Hit settings and the Storage & USB and you should see the SD card and its usage in addition to the internal storage.

Use any File Manager and you should be able to view the filing systems of both the internal and external storages.


----------



## moose69 (Aug 20, 2003)

Hi thanks for your reply
The card is not being picked up in Storage & USB or in file manager. I have checked the card in my laptop and it is working . I also tried a brand new working card and it is not registering either. The problem occured after the upgrade to Marshmallow 6.01.

moose69


----------



## saikee (Jun 11, 2004)

What is the size of the MicroSD card? Has it been formatted by Android?

Memory cards up to 32GB are factory formatted to Fat32 but above this size the filing system is exFat which Android cannot use because it is proprietary. You need to let Android to format it to Fat32 before it can be used.

If it isn't to do with the card's filing system and the card can be read and written in Windows then the update may be faulty.


----------



## moose69 (Aug 20, 2003)

The original card was working before the upgrade. It is 32gb fat 32. The new card is the same. I'm pretty sure the fault is with the upgrade. Is there any remedy short of a factory reset?¿​


----------



## saikee (Jun 11, 2004)

I agree a factory rest seems to be the only reliable way. Just connect the phone to a PC to download your valuable data and do a soft rest (Settings/Backup & reset/Factory data rest).


----------



## moose69 (Aug 20, 2003)

Should I be connected to the PC during the reset? Also is it possible to backup all my apps to the pc


----------



## saikee (Jun 11, 2004)

The only positive feature of hooking a smart phone to a PC is to have the battery charged up all the time. I prefer the phone resetting on its own as long as it has enough juice in the battery. Keep it simple.

One can back up the apps but they have little value because they cannot be restored except some personal data and you need to know where they are. Some apps like WhatsApp allows you you back up the data using the Google drive and that is pretty sweet. Most apps like emails have the data stored by the vendors so no need to do any back up. The most common data needing backup are personal photos, videos and mp3 music. I have them stored in the memory card so no need to backing up except the latest photos/videos in DCIM directory of the phone. For Contacts I have imported everyone into gmail account so Google does the backup for me.


----------



## moose69 (Aug 20, 2003)

Thanks for the comprehensive response I'll try that then fingers crossed that all goes well


----------



## saikee (Jun 11, 2004)

There is an off chance that in upgrading the Android the new version starts to look at the owner of files in the SD card and denies the phone owner to access the data depending how the files were installed in the SD card. The short term cure in to install an App called ES file explorer as it recognises it and gives the phone owner a choice to mount it and use the card.

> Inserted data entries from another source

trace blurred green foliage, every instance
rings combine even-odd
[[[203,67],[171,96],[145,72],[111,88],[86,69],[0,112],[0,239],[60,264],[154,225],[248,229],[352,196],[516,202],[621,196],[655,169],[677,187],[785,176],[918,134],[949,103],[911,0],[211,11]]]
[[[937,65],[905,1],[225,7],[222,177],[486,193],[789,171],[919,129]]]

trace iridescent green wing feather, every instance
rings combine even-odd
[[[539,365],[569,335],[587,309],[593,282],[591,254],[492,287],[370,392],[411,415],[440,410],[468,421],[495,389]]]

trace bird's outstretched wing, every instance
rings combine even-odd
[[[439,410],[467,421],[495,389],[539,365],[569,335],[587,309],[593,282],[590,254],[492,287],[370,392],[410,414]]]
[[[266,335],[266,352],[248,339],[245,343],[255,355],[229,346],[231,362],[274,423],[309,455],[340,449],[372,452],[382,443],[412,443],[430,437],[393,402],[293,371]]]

The long term solution is to change the ownership of the files in the card. Modern OSes are getting more secure so that could be the reason why your SD card suddenly not seen after the new update.


----------



## moose69 (Aug 20, 2003)

Hi the data reset did not work . With regard to the permissions I had tried a new sd card with nothing loaded and it was to recognised. The idea of using ES is and interesting one and I will try it out. I spoke to someone who suggested uninstalling the OS completely as it may have become corrupted in the installation process. I also saw somewhere on my google searches that Marshmallow can format the sd card to Android format so it becomes additional phone storage. I will have to get the sd recognised before I can test that.

Thanks for your help so far and apologies for not getting back sooner life intervened.

Take Care
moose69


----------